Scanlon, Kim look to focus on issues in race for Pennsylvania's 5th District

On a brisk October afternoon, Republican Pearl Kim, a former prosecutor for the Delaware County District Attorney and for the Pennsylvania Attorney General, takes her campaign to Upper Darby's Korean business district.

Thee, she greeted would-be voters and promised moderation, a must for a GOP candidate in the Philly suburbs.

"I'm concerned about the partisan divide. I'm concerned about the rhetoric coming out of Washington. But working together for the common good is a priority of mine," Kim told FOX 29's Bruce Gordon.

Kim's campaign ads highlight her Korean immigrant backstory and her work on behalf of victims.

"I took on sexually violent predators who abused women and children. I'm Pearl Kim and I approve this message because I actually give a damn," one of her televised ads claims.

Gordon also caught up with Democrat Mary Gay Scanlon as she met with volunteers in South Philadelphia.

The lawyer and former Wallingford-Swarthmore schoolboard president cites child advocacy and education among her passions.

"We had to balance a budget while providing topflight education at one of the best school districts in the country," Scanlon explained.

Scanlon's ads include a shout-out from the Democrats' heaviest hitter, President Barack Obama.

Among the distinctions between the candidates is one of the most polarizing issues on the table: abortion.

"And so now I would consider myself pro-life, with reasonable exceptions," Kim explained, adding those exceptions include, "Rape, incest, and the health of the mother."

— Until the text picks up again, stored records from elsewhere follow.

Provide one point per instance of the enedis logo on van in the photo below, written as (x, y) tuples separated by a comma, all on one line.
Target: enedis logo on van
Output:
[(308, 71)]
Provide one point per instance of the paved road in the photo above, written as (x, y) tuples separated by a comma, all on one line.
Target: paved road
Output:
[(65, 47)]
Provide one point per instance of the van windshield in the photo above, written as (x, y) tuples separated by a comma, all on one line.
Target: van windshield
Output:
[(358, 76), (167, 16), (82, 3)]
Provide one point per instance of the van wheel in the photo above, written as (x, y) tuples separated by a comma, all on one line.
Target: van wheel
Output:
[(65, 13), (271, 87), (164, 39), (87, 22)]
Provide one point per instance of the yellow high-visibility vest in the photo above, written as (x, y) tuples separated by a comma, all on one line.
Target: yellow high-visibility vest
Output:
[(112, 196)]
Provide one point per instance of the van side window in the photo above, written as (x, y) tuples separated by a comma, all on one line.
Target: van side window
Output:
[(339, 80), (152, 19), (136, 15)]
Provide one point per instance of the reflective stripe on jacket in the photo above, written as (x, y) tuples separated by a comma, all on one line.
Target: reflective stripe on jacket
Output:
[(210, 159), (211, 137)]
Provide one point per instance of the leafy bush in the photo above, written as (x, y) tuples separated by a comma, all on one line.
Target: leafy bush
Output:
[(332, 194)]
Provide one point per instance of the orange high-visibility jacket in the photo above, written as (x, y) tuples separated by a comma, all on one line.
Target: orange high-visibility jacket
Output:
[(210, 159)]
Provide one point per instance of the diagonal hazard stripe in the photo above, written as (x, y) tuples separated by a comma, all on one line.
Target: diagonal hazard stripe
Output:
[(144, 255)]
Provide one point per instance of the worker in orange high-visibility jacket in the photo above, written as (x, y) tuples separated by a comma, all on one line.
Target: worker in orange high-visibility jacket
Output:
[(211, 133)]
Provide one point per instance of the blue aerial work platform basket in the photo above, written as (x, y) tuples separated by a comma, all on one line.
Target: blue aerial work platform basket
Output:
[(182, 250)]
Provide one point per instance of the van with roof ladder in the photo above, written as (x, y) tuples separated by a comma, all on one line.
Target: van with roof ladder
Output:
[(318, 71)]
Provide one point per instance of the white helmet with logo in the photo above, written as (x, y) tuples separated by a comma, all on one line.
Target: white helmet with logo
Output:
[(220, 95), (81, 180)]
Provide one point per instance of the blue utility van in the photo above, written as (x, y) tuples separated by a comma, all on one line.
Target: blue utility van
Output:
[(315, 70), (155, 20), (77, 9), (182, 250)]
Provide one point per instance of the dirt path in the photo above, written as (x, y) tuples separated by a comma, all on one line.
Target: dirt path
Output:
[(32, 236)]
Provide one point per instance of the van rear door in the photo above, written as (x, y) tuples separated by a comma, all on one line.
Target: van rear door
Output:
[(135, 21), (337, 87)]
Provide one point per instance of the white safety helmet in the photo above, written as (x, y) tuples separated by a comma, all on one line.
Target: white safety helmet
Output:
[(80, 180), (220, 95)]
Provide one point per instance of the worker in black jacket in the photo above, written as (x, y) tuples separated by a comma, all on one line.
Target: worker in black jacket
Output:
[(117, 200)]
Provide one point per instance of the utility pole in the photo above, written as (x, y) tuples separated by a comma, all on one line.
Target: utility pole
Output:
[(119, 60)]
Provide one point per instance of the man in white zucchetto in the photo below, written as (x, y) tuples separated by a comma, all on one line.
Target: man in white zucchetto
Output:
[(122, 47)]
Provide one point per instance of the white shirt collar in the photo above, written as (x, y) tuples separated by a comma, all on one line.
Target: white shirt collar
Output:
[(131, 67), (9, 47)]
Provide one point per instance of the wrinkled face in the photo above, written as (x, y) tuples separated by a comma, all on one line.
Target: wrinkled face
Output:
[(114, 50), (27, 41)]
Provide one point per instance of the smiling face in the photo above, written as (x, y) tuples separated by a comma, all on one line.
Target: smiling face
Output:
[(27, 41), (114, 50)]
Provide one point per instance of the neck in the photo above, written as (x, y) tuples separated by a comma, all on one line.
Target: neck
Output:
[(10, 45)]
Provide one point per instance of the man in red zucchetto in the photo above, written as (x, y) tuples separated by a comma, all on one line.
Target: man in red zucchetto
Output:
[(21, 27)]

"My positon is that I've been pro-choice my entire adult life, but that reproductive health isn't just about abortion-- it's also about whether or not there's affordable and accessible birth control," Scanlon said.

The newly redrawn 5th District encompasses all of Delaware County, plus slices of Montgomery County and Philadelphia.

The seat is considered "open" because the incumbent Republican, Pat Meehan, quit under pressure, after acknowledging an inappropriate relationship with a female staffer.

He left office three months after this January interview with FOX 29's Jeff Cole, where he admitted to an "attraction."

So what do Scanlon and Kim think about the #MeToo movement, and the idea of little less testosterone in Congress?

"There's never been a woman of color elected into Congress in the history of Pennsylvania, and so I'm able to bring a different perspective to the table than anyone else has," Kim said.

"The benefit of having a race with two women competing is that we're just focusing on the issues," Scanlon said. According to Scanlon, candidates beating each other up "doesn't advance the ball."